When Columbus set sail, he was like an applied mathematician, paid for
the search of the solution of a concrete problem: find a way to India.
His discovery of the New World was similar to the work of a pure
mathematician. I do not think that the discoveries of Galileo (who was
immediately exploiting them in a businesslike American style) are less
important than, say, those of the pure philosopher Pascal. The real
danger is not the applied mafia itself, but the divorce between pure
mathematics and the sciences created by the (I would say criminal)
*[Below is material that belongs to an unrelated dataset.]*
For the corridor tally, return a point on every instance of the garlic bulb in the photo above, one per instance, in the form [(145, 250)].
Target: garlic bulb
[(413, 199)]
formalization of mathematics and of mathematical education. The
axiomatical-deductive Hilbert-Bourbaki style of exposition of
mathematics, dominant in the first half of this century, is now
fortunately giving place to the unifying trends of the Poincare
style geometrical mathematics, combining deep theoretical insight with
real world applications.
By the way, I read in a recent American book that geometry is the art
of making no mistakes in long calculations. I think that this is an
underestimation of geometry.
Our brain has two halves: one is responsible for the multiplication of
polynomials and languages, and the other half is responsible for
orientation of figures in space and all the things important in real
life. Mathematics is geometry when you have to use both halves. See,
for instance, ``The geometry of formulae'' by A. G. Khovanskii in the Soviet
Sci. Rev. Sect. C: Math. Phys. Rev. V4 (1984).